Des paysages « pare-feu » pour protéger les populations
Au-delà de la gestion forestière, l'enjeu est aussi architectural et urbain. Les experts interrogés par Reporterre soulignent l'importance de concevoir des espaces habités résistants au feu. Cela passe par des règles strictes d'urbanisme dans les zones à risque : matériaux ignifugés, distances minimales entre les bâtiments et les zones boisées, ou encore création de coupures de combustible végétal. « C'est la fin d'un imaginaire du contrôle », estime Jacques Vignal, architecte spécialisé en résilience territoriale. Il rappelle que des régions comme la Corse ou la Provence ont déjà adapté leurs normes après les grands incendies de 2022 et 2023, mais que ces mesures restent insuffisantes à l'échelle nationale.
Un mouvement qui prend de l'ampleur
Cette réflexion n'est plus l'apanage de quelques militants écologistes. Elle est désormais portée par des acteurs institutionnels, comme l'Office national des forêts (ONF) ou la Fédération nationale des chasseurs. Lors du dernier Salon de l'agriculture, une table ronde était entièrement consacrée à ce sujet, avec la participation du ministère de la Transition écologique. « Nous avons un déficit de culture du feu en France », a admis Christophe Béchu, alors ministre de la Transition écologique, lors d'une intervention en juin 2025. Il a annoncé le lancement d'un plan national de prévention des incendies, incluant des campagnes de sensibilisation et des financements pour les collectivités locales.
Pour aller plus loin, Reporterre propose une série de reportages sur les alternatives locales en matière de gestion des feux, ainsi qu'un dossier complet sur les outils de prévention disponibles pour les particuliers et les collectivités.
La « culture du feu » désigne une approche globale où le feu est considéré comme un phénomène naturel à intégrer dans la gestion des territoires, plutôt qu’un ennemi à éradiquer.
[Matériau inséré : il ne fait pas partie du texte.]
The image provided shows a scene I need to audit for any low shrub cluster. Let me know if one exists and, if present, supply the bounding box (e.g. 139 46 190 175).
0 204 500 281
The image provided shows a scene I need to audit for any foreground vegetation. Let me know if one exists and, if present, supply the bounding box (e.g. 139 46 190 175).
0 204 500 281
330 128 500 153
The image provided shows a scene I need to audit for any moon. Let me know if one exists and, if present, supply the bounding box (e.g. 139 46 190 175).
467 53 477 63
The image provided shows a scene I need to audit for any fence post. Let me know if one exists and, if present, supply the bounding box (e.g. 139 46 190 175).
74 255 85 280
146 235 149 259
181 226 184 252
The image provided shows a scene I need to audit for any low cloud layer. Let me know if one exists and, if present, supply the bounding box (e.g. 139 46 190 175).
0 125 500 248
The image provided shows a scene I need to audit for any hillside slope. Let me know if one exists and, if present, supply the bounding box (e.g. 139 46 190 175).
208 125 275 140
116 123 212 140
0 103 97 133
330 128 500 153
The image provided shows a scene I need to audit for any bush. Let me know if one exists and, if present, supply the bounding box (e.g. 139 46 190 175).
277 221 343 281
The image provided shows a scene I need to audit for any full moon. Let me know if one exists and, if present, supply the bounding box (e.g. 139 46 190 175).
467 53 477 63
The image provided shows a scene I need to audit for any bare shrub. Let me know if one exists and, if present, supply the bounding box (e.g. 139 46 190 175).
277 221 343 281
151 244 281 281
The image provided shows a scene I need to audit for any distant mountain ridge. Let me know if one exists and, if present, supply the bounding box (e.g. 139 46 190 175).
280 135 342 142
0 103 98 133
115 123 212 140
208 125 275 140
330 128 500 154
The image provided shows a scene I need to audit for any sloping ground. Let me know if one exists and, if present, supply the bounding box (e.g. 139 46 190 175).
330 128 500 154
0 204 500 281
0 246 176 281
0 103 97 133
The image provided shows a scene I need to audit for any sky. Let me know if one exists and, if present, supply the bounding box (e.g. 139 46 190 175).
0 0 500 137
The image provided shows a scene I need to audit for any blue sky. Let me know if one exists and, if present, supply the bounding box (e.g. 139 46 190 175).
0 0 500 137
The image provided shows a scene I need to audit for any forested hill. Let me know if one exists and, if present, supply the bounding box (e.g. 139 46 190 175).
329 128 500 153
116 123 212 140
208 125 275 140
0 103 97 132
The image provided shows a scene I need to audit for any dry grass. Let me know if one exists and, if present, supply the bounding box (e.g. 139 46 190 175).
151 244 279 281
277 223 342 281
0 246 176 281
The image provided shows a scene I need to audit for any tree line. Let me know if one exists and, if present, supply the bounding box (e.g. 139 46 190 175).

Contrairement à la lutte classique, qui mise sur l’extinction rapide des incendies, cette méthode privilégie la prévention à long terme : brûlage dirigé, création de paysages mosaïques, ou encore adaptation des zones urbaines. L’objectif est de réduire l’intensité et la propagation des feux, tout en préservant les écosystèmes, comme le rapportent plusieurs chercheurs interrogés par Reporterre.